Kirk Deeter inherited me as one of his scribes when he took command of Trout Unlimited’s quarterly Trout magazine and has been nice enough to keep me around. As the former fly-fishing editor of Field&Stream, book author, sidekick of the late Denver Post outdoors icon Charley Meyers and well-traveled angler, Deeter is dynamic education for every group he meets.

I’ve enjoyed seeing the always vivacious Patagonia and Yeti ambassador Hilary Hutcheson on trout TV around her Lary’s Fly Shop in Columbia Falls, Montana. Media savvy and passionate about stopping climate change in its tracks, Hilary energizes any and all anglers she encounters.

I’m not personally familiar with Steve McFarland and Pat McCabe, whose guiding history and angling prowess are substantial. And I’ve now read so many of Todd Tanner’s personalized fly-fishing theories and articles that I deem him in a class by himself.

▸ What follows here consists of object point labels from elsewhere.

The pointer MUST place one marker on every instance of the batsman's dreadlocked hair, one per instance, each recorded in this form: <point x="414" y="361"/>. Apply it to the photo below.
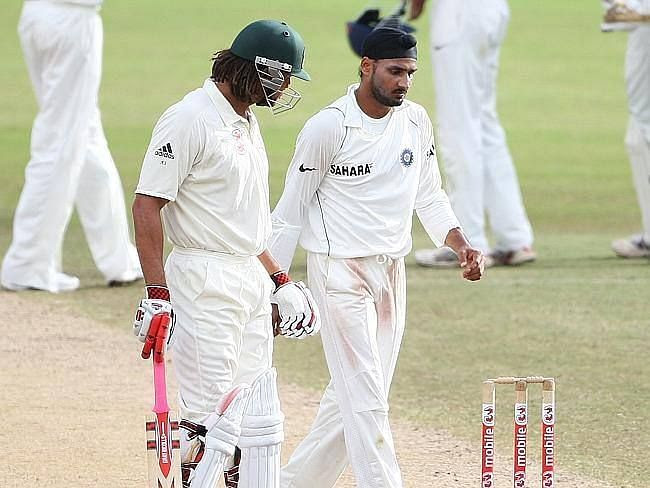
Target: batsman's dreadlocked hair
<point x="240" y="73"/>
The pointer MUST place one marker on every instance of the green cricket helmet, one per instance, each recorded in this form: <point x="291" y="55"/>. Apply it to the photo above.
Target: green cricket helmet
<point x="278" y="52"/>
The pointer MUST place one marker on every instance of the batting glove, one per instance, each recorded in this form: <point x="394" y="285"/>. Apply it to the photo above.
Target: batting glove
<point x="156" y="303"/>
<point x="299" y="316"/>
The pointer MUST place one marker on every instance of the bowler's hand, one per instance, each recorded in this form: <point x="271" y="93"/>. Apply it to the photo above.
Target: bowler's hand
<point x="473" y="263"/>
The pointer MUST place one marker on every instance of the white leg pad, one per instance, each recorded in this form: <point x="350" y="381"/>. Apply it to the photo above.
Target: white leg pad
<point x="223" y="431"/>
<point x="262" y="435"/>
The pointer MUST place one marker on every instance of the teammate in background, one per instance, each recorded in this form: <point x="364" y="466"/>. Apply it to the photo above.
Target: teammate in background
<point x="70" y="164"/>
<point x="361" y="167"/>
<point x="206" y="172"/>
<point x="466" y="38"/>
<point x="629" y="16"/>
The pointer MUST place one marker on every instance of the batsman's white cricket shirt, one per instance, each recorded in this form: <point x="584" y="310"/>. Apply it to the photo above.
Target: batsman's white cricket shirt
<point x="211" y="164"/>
<point x="84" y="3"/>
<point x="354" y="182"/>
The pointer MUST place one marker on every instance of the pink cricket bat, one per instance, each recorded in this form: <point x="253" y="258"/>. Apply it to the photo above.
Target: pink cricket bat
<point x="163" y="443"/>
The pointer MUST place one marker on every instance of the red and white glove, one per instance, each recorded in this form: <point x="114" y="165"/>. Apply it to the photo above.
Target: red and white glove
<point x="156" y="303"/>
<point x="299" y="317"/>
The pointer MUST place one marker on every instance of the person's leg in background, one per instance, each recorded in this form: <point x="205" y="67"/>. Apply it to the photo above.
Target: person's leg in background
<point x="457" y="53"/>
<point x="503" y="201"/>
<point x="637" y="139"/>
<point x="55" y="40"/>
<point x="100" y="197"/>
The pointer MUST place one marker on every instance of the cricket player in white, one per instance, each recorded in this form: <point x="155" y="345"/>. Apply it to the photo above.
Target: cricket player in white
<point x="361" y="167"/>
<point x="70" y="164"/>
<point x="634" y="16"/>
<point x="466" y="38"/>
<point x="206" y="172"/>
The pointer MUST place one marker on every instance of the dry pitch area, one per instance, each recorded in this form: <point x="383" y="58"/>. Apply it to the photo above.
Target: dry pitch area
<point x="74" y="393"/>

Finally, new to the SOT lineup this year is a not-so-youthful-anymore world-traveling fly fisherman, blogger and artist Jeff Currier. Just a kid when he took over the fly department in Jackson’s largest outdoor store, Currier has honed his photography, writing, traveling and fly-fishing skills beyond those of a modern A. J. McClane. The first American to ever medal (bronze) in the World Fly Fishing Championships (with a 102-degree temperature and vomiting), this gent’s ability can turn any dull fishing situation into the Jerry Springer Show. From trout to tuna and mahseer to mangrove jack, Currier is both a complete and a "compleat" angler.

Additionally, Trout Hunter’s four-star room comfort and food service give SOT a platinum facility rating that vaporizes the residency rigors of Puyans and Krieger. The only extra you’ll need is an Idaho license.